April 5, 2009

Mumia Abu-Jamal's 27 years on Death Row for a murder he did not commit would have turned almost anyone else into an embittered, defeated man. Instead, he has remained what he always was, "the voice of the voiceless," as he demonstrates yet again in his most recent book, Jailhouse Lawyers: Prisoners Defending Prisoners v. the U.S.A. (City Lights Books, 2009.)
by J. Patrick O'Connor
Through hundreds of essays, radio commentaries and now six well-written, meticulously researched books, he has defied the walls that encase him to speak out against oppression. His voice his heard weekly throughout the United States on Pacifica Radio and his writings are read and admired throughout much of the world.
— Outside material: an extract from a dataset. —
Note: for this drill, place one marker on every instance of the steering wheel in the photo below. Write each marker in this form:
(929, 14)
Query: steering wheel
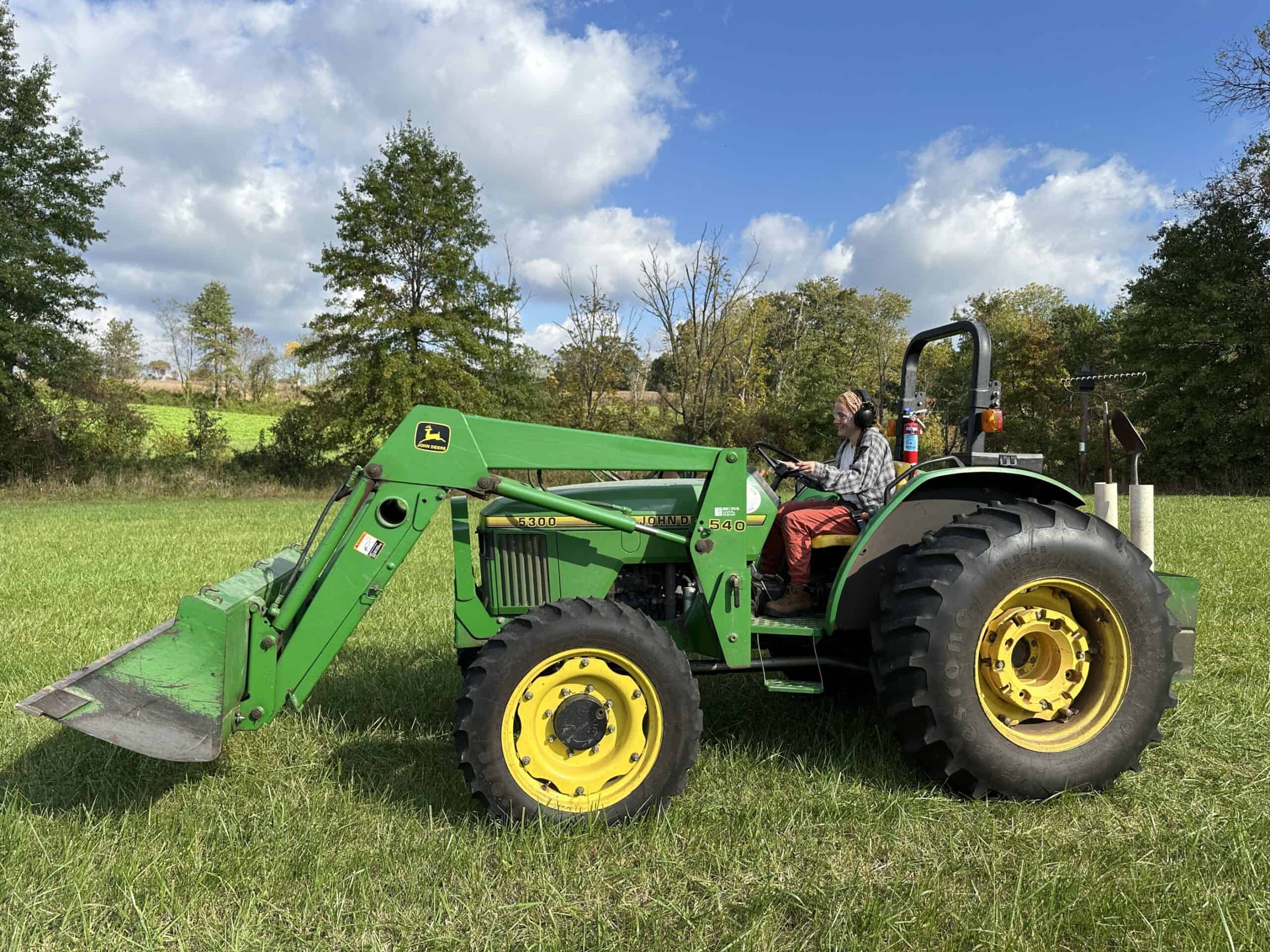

From the bowels of Death Row, where 3,600 others languish in the United States, Abu-Jamal presses on for justice, day after day, year after year.
Jailhouse Lawyers: Prisoners Defending Prisoners v. the U.S.A. opens a tightly shut door into the operations of the U.S. penal system by chronicling the exploits of dozens of jailhouse lawyers – both men and women – who have fought the injustices the courts and the prisons have dealt them and their fellow prisoners. Their accomplishments, against all odds, have been incredible. Their story is a story never before told.
For the vast majority of the 2.3 million prisoners in the United States and for Abu-Jamal himself, the overriding, inescapable reality about the U.S. justice system is that the law is only what a judge says it is.